Les infections graves pendant la grossesse étaient globalement rares. Lors de grossesses sans médicament, elles sont survenues chez environ 1 % des mères. Dans les grossesses exposées au fumarate ou à l’alemtuzumab, elles étaient statistiquement significativement plus fréquentes (2,8 pour cent et 9,1 pour cent respectivement). Des infections plus graves – bien qu'elles n'aient pas augmenté de manière statistiquement significative par rapport au groupe témoin – sont survenues lors de grossesses traitées avec du natalizumab au cours du dernier trimestre de la grossesse et avec des modulateurs S1P à raison de trois pour cent chacun et avec de la cladribine à raison de 4,8 pour cent. « Il est intéressant de constater que les infections graves ne surviennent que dans 0,6 pour cent des grossesses exposées aux anticorps anti-CD20 », souligne Kerstin Hellwig. Les femmes qui ont reçu du natalizumab au cours du deuxième (26,7 pour cent) ou du troisième (20,7 pour cent) trimestre de la grossesse ou qui ont été traitées avec des anticorps anti-CD20 jusqu'à six mois avant leurs dernières règles (23,2 pour cent) étaient plus susceptibles de recevoir des antibiotiques pendant la grossesse que les femmes. qui n'avaient pas reçu de DMT (12,1 pour cent).

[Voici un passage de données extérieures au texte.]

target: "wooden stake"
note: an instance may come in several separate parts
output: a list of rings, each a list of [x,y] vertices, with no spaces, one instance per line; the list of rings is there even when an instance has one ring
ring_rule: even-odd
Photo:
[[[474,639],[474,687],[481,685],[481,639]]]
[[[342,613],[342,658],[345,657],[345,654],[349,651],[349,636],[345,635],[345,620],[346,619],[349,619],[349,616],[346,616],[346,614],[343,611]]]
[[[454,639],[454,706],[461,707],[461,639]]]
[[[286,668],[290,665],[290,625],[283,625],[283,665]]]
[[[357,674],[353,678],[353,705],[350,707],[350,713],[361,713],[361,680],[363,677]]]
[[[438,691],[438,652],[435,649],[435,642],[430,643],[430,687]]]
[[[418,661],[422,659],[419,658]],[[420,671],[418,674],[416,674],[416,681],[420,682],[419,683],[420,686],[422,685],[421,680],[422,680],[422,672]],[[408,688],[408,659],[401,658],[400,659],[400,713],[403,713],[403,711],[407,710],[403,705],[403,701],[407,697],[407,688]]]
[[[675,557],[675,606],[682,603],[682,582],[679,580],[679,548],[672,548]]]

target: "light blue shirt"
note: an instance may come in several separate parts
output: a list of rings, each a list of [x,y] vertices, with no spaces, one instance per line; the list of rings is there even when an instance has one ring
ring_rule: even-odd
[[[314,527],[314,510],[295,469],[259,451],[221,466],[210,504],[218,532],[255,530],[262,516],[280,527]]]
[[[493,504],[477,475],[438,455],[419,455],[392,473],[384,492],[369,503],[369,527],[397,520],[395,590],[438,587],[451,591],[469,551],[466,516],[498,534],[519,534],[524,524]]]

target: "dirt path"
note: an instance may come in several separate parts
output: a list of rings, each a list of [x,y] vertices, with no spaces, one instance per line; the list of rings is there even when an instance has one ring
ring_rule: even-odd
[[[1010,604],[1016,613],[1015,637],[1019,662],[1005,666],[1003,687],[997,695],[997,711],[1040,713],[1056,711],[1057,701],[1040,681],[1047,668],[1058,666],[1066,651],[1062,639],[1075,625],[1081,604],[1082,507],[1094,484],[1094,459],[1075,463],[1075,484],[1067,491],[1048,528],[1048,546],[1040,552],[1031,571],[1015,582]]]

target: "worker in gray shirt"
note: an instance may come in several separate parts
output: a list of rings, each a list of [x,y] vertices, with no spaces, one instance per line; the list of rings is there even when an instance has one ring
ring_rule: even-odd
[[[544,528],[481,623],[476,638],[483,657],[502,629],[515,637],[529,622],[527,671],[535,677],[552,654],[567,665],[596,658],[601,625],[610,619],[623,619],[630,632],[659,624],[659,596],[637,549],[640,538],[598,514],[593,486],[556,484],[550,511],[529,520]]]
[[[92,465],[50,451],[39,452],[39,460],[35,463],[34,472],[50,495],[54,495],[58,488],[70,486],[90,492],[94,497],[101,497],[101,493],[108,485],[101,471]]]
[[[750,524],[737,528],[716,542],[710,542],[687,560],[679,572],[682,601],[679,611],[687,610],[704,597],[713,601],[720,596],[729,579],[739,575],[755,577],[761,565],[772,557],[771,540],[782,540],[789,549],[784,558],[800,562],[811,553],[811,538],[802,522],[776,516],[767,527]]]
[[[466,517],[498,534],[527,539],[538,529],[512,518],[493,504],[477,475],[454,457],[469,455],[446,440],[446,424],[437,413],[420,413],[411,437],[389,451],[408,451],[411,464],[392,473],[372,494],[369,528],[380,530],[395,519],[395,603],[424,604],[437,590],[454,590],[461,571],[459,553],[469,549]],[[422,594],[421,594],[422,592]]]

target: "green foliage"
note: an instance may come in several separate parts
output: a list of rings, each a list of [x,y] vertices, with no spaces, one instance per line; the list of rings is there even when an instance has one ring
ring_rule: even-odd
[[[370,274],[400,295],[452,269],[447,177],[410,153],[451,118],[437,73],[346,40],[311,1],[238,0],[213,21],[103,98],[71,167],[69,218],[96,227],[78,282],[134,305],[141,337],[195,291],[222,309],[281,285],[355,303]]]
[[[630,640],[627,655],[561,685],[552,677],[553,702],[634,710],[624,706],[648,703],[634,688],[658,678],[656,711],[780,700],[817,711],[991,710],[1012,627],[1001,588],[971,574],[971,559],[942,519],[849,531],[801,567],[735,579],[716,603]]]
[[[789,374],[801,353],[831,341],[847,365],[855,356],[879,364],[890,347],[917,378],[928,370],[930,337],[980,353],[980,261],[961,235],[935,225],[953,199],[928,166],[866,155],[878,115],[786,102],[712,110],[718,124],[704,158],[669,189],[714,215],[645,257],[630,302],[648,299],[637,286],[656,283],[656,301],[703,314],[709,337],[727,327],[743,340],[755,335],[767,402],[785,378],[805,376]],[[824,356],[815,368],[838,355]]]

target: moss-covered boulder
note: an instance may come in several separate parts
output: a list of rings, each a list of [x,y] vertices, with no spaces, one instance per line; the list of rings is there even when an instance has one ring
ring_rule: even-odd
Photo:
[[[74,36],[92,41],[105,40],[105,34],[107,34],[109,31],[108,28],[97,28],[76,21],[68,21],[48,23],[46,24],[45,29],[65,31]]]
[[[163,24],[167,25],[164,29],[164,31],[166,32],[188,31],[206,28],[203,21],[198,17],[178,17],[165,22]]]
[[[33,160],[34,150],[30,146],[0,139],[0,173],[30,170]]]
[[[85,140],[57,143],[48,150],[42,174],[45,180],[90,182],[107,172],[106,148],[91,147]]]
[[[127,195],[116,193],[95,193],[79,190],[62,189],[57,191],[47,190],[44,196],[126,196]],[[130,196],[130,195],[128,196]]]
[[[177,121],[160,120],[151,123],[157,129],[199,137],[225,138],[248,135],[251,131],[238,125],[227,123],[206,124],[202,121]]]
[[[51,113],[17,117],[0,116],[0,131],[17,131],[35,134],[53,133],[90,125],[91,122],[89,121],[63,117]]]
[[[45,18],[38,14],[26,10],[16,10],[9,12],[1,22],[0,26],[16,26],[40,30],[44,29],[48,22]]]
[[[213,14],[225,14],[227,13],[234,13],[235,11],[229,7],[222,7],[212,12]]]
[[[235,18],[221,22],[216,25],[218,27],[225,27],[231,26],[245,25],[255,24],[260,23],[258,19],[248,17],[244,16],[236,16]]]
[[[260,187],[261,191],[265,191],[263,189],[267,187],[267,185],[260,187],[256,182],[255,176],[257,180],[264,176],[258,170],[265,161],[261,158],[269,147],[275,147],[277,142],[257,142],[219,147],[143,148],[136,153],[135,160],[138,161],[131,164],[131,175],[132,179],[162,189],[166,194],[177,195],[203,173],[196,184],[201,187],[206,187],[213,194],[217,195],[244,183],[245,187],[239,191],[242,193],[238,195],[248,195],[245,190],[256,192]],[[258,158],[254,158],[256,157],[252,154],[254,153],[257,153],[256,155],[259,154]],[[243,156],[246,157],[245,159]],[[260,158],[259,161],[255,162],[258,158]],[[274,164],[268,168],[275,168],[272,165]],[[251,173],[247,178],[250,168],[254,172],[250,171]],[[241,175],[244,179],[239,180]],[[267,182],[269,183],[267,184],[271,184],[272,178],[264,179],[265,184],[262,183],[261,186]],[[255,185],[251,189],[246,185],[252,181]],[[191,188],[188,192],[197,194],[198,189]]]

Évaluation individuelle des risques et des bénéfices
« Lors de l'interprétation des résultats, il faut garder à l'esprit qu'il faut environ 300 grossesses pour montrer un triplement du risque de malformations congénitales majeures et environ 1 000 pour montrer un doublement », explique Kerstin Hellwig. Bien que la plupart des DMT n'augmentent pas le risque de complications graves de la grossesse, l'exposition aux modulateurs S1P, au natalizumab et aux anticorps anti-CD20 augmente la probabilité d'un faible poids à la naissance et d'un ralentissement de la croissance intra-utérine. Il s’agit d’un facteur de risque de décès fœtal et néonatal ainsi que de nombreuses maladies plus tard dans la vie, notamment le diabète sucré de type 2 et les maladies cardiovasculaires. Il est prévu d'effectuer d'autres évaluations dans le registre, par exemple si et quand les enfants rattraperont le retard de croissance. « Les résultats soulignent l'importance d'une évaluation individuelle des risques et des bénéfices et d'une surveillance médicale étroite pendant la grossesse », conclut Kerstin Hellwig.